I, however, did not have an optimum sports nutrition plan laid out for my day out on the course.  I took snacks and water in a backpack, as well as money to buy food as needed.  I also had written out approximate times that Dan would be at certain parts on the course.  With these time estimates, I thought I would have time to take the train back to the condo we were staying in to eat a "real lunch" and "real dinner." Unfortunately, I did not take into account the timing of the other athletes I was there to watch.  
There were probably an additional 20+ athletes that I knew (or that my husband knew) who were competing.  There was also an equal number of Sherpas from Austin who were supporting these same athletes.  We made sure we all had each other’s contact information, and had tentative "breakfast" plans.  Because of the large number of athletes and Sherpas in attendance, my thinking that I would have time to take the train back to the condo for meals did not happen.  
Most of us arrived at the site around 5 a.m.  We all watched the swim start/finish and the start of the bike.  We then managed to have a very late breakfast/early lunch around 11 a.m.  After that, we headed back to the bike course.  From that point on, it became difficult to stay in contact with each other as we all had specific people we wanted to see start the run.  I did meet up with one friend and went to dinner at a little Mediterranean Restaurant just a few blocks from the race site around 6 p.m.  
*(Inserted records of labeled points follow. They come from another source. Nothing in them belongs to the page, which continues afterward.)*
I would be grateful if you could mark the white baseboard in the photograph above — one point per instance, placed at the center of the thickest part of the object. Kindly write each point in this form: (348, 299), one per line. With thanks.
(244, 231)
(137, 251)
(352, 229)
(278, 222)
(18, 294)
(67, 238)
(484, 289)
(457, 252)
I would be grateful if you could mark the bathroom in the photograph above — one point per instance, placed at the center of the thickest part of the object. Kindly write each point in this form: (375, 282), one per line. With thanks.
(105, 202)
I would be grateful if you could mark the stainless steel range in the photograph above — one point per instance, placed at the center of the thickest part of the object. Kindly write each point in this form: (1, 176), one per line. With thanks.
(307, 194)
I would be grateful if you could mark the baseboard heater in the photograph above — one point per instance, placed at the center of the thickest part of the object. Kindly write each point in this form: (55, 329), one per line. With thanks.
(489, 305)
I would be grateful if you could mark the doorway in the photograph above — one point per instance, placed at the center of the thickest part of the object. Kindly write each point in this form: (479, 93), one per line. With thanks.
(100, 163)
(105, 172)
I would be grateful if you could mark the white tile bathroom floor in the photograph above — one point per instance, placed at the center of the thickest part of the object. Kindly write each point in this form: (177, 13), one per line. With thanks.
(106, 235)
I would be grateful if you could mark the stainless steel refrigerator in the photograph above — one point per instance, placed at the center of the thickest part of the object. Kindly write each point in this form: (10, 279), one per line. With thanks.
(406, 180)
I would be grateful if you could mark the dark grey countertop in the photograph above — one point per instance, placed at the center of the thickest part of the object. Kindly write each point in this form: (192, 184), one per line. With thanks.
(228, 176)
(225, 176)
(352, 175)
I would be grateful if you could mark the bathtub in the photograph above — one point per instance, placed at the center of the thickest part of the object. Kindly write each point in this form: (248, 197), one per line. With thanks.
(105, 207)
Tea and coffee; not the best for rehydrating!

While I did manage to snack a little during the day, I did not drink nearly enough water, which made for a very dry mouth, slight headache, and chapped lips by the end of the day.  Not that big of a deal, but if I had not carried my own water bottle with me it could have potentially been much worse.  
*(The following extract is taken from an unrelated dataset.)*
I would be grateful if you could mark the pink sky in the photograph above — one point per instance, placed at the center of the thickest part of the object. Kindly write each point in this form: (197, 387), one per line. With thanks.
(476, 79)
So what are the lessons learned?  Keep track of how much fluid you are taking in; make sure you drink at least as much as you would on a normal day, preferably more depending on the weather conditions.  Take snacks that include both protein and carbohydrate (dried fruit, nuts, and seeds work great).  Set an alarm for at least 3 different times during the day when you will take a break and eat a meal and stick to it!